Ideas, including those concerning race, should not be banned in free society. I subscribe to the view New York Governor Thomas Dewey expressed during his 1948 presidential campaign.
In the debate, Dewey faced “boy wonder” Harold Stassen, the perennial presidential candidate who ran for the office eight more times before his 2001 death. Stassen argued in favor of banning the U.S. Communist Party. Dewey countered this view, maintaining that an idea like Communism could not be defeated with legal force. Rather, forcing it underground would itself constitute totalitarianism and would only strengthen the Communist cause.
I believe in keeping the Communist Party everlastingly out in the open so we can defeat it and all that it stands for…I am inexorably, wholeheartedly, unswervingly against any scheme to write laws outlawing people because of their religious, political, social, or economic ideas…We should prosecute men for the crimes they commit, but never for the ideas that they have.
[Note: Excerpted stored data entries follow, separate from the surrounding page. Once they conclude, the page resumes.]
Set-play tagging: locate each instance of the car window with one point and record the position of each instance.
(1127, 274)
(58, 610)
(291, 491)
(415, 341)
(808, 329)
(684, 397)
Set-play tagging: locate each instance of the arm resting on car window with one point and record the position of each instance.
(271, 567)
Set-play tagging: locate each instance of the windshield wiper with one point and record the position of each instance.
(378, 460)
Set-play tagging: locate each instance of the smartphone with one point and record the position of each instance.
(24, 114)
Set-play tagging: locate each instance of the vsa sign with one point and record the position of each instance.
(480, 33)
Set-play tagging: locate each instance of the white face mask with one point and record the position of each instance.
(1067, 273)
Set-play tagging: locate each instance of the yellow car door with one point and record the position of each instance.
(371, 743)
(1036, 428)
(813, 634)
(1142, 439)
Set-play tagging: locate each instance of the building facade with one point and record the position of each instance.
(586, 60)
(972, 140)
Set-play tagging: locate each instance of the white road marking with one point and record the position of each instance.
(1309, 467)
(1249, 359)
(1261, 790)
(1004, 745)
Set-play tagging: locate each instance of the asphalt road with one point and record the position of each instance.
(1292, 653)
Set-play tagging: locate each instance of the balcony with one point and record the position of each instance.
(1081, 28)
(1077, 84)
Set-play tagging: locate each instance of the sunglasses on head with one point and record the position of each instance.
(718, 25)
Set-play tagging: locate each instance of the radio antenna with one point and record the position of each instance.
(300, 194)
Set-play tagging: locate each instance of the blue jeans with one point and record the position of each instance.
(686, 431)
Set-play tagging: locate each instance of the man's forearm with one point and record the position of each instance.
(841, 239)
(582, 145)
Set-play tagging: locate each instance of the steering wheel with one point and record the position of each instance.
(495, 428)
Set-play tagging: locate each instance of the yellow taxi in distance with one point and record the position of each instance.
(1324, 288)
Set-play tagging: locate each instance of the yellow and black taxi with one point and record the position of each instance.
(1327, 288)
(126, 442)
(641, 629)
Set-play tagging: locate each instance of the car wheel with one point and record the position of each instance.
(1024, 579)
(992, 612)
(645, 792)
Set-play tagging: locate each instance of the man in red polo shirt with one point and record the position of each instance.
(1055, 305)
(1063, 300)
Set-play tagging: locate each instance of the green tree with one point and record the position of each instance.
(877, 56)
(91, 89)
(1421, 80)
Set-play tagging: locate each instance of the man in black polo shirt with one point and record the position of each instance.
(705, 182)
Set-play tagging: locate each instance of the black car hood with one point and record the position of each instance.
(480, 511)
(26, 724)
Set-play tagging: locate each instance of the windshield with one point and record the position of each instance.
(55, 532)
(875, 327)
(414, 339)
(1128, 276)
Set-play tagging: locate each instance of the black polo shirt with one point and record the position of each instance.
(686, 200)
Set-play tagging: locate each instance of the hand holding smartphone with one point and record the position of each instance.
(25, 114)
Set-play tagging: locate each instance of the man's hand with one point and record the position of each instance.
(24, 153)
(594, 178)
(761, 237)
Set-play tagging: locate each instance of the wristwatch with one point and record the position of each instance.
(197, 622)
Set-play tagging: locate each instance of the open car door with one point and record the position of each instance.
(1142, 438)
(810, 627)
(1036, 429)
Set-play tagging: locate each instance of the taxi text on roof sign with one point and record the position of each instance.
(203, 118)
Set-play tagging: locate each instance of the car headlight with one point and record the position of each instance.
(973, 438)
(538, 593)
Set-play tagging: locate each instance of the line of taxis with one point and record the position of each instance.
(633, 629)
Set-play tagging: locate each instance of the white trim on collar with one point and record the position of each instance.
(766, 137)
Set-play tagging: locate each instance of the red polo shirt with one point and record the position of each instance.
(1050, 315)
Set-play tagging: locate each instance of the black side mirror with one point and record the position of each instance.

Defeating an idea requires open, public debate. If one casts a group into the shadows, one does not refute that group’s arguments. Instead, it allows that group’s ideas to fester unchallenged. If these ideas are truly wrong, the public should be shown why they are wrong.
In today’s world, racism should be challenged with rational argumentation, not the force of despotic laws. The U.S. should never enact laws criminalizing states of mind as the U.K. did in Part III of the Public Order Act 1986.